Bell was the only child of an Arizona rancher’s daughter and a farm boy from Iowa. As a result, Bell and his family “ping-ponged” between the Midwest and Southwest to visit relatives or when his dad took on a new venture, mostly in gas stations. But Kingman exerts an inexorable pull at the Bell family — it was where the couple first met when his dad was stationed during World War II at Kingman Air Field, and they settled there for good when his dad became a mechanic and bought his first home.

“The 66 Kid” provides a snapshot of what Kingman was like from 1955 to 1965 — basically during the pre-Interstate 40 era. A detailed map lists the dozens of businesses along Route 66 then, many which now are gone. He also provides many stories from that time, including drag racer Billy Logas, “King of the Kingman Quartermile” and when a Hollywood film, “Edge of Eternity,” was shot there and at nearby Oatman Road, aka Route 66.

And Bell offers memories about the family’s regular road trips on the Mother Road to Iowa and back — including breakfast at the Copper Cart in Seligman, stops at the Longhorn Ranch Saloon and Museum, and an indelible memory of a ranch house in twilight in Del Norte, Colorado. Some of Bell’s recollections are candid, including his mother’s bigotry to blacks or Hispanics.

Bell probably gained his fascination of the Old West through osmosis. In addition to growing up in the middle of cowboy country, he discovered he was related to outlaws Blackjack Ketchum, John Wesley Hardin and Tap Duncan. He found out from his grandmother that Wyatt Earp, as she put it, “was the biggest jerk who ever walked the West.”

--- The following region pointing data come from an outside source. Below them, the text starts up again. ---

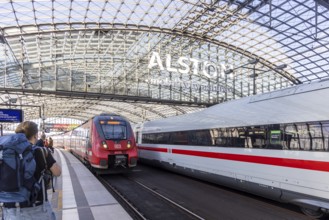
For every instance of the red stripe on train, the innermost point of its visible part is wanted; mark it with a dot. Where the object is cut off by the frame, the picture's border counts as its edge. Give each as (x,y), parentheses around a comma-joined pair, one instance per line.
(154,149)
(284,162)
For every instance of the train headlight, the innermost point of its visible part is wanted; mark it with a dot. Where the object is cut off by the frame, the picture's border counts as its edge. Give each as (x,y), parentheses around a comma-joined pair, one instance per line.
(104,145)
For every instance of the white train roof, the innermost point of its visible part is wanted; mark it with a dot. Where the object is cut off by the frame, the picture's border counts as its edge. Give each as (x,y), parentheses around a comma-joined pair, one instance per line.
(303,103)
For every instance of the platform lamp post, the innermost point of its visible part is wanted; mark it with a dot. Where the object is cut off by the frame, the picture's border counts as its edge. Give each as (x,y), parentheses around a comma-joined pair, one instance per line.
(254,75)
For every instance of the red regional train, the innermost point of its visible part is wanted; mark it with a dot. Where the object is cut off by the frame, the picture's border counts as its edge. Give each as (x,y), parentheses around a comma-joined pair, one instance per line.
(105,142)
(275,145)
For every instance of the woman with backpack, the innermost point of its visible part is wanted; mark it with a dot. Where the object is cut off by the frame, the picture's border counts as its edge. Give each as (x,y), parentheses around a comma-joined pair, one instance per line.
(38,207)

A seemingly minor but key moment in Bell’s life was when he bought a purported photo of Billy the Kid and Pat Garrett at the Longhorn Ranch. Not long after that, Bell found out through a True West magazine report that the image was a fake. That became the spark eventually leading to Bell’s ownership of the magazine in 1999.

Very little of “The 66 Kid” delves into Bell’s adult career as an art director, cartoonist, radio broadcaster and True West owner. But it proves how the first 18 or so years of a person’s life can leave an indelible impact on the remaining 50 or 60.

“The 66 Kid” is highly recommended. In particular, baby boomers and natives of the Southwest likely will find it enjoyable.